I’m pretty sure Jayrot didn’t know you meant COD, rather - you ship me the goods, I’ll inspect them and then make the effort to pay you.
Yeah, I’m fine with COD.
I parsed your statement “ask if you can collect from the seller and pay cash on collection” as meaning, I’ll win the auction and then come to your house and pick up the item and pay you in cash. Maybe this isn’t what you meant, but it was implied by the “thousand miles away” comment as well as the subsequent post about not worrying about damage or lost in shipment.
Honestly, I don’t think I’m unusual in the fact that if I sell something on eBay, particularly a bigger-ticket item, I don’t want some random person coming to my house, nor do I want to meet to make a tradeoff in some parking lot somewhere. When I’m selling on eBay I want it to be an online transaction, as I imagine most buyers do as well. Someone wanting to pay “cash on collection” is the suspicious one, not me for refusing.
On further consideration, I suppose selling a car through eBay would be an exception to this.
If you’re representing yourself as a business, it’s wholly reasonable for me to expect to visit your offices to engage in a transaction.
If you’re a consumer selling off your personal goods on Ebay, it’s a different story.
I really don’t think so, at least not in the current world of e-commerce that we live in. Whether you’re talking about eBay or just businesses in general on the internet, it is NOT reasonable to expect to be able to visit the offices and engage in a transaction.
Having ONLY the option of purchasing something online does not make something shady.

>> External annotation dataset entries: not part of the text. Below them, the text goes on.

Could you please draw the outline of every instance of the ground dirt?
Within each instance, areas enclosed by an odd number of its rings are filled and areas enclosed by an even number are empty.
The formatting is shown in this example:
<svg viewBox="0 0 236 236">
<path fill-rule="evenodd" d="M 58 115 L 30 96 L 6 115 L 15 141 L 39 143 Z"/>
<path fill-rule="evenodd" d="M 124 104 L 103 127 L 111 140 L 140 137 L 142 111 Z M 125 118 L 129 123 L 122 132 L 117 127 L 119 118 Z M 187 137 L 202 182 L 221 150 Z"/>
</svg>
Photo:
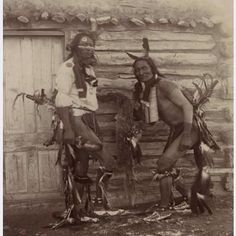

No contact information or no physical address is one thing, but expecting to be able to drive over to Amazon, Newegg, or eBay seller “compu-global-hyper-net” and buy something is just silly.
Frankly I’m rather suprised at this whole line of discussion.
The point is not that the auction winner will actually go COD, its just a way of rooting out scammers.
No scammer is ever going to allow COD, not a chance, and if you live a thousand miles away you are not going to do this anyway.
You ask about COD before you bid, and if you choose not to bid, you lose nothing, and there will be another seller along soon enough.
The only ones likely to accept COD will be highly likely to be genuine sellers, once you have established that, then you move on to paying for shipping.
Lots of people find that the buyer paying on collection works out, there is less risk of transit damage and all the accusations that can flow from that, and there isn’t all the hassle of packing something and getting it to the shipper, on largeish objects, and especially large fragile objects its a real help not to have to worry about shipping.
You can spot scammer articles fairly easy, but usually you also lump some honest sellers in, or you are not too sure.
So if you are in the market for taking a chance on someone who looks perhaps iffy, but might not be, it could be worth it, because whatever makes someone look suspicious to me, will make them look suspicious to others, and that will push the price down.
If someone emails you from a proper ISP account onstead of a free email account such as hotmail or yahoo, then its a good sign, that’s not to say Hotmail EBAYers are all crooked, its a number of things that add up to form a picture.
I think we’re not together on the exact meaning of COD. According to my understanding of Cash On Delivery, I can’t see how being a 1000 miles away has anything to do with it. I think we’re confused on that.
Furthermore, I think we’ll just have to agree to disagree. I contend that nearly 100% of honest, normal sellers on eBay, selling an average item (not super cheapy or a house) are not going to be willing to have someone come to their house to pick up an item or otherwise deviate from the standard pay-and-ship transaction.
OK then, lets call it cash on collection. payment at pickup ?
Scammers would definately not want someone coming around to collect goods, because they don’t have them.
If you get someone who is not prepared to allow payment when the item is collected, it would be a negative indicator, but you would already have some suspicions first, such as the item not being the usual stuff the seller offers, or the contact email is a free account and is included in the listing etc.(typical messages when they do this are things like, contact me before purches, do not use the EBAY ‘contact seller’)
Now the seller does not know where bidders are located for the most part, you could be one block away, you could be halfway across the world.
So if you say that you would like to pay and collect, they will not know you live far away and that collection is impossible.
The scammer will refuse you coming around, whereas the genuine seller is very likely to agree, and if you do live miles away, then you just state that you would pay for shipping when you win the auction.
If you click on an eBay member ID, the profile page tells you what country the member is registered in. So if the seller is in China, he can be pretty certain your are not going to be showing up at his door from the US.
From my experience, I’ll disagree. Twice I’ve won an auction from someone in the same city as me, asked if I can come round to pay and pick up the item, and been able to do that. These were just ordinary people, not making a living off eBay, and they were happy for me to save on the costs of shipping this way. Not everyone will be happy with this, but (judging from these cases) many will. From their point of view it means they get cash, not PayPal or a money order, and they know immediately that the customer is satisfied.
I think you are in the minority on this. I’ve asked that same question to several sellers and got an affirmative answer every time. Admittedly they were for physically large items (bicycles in particular) that are difficult to ship. Also, for such items, it’s not unusual for an eBay listing to say “local pickup only,” meaning they won’t ship it.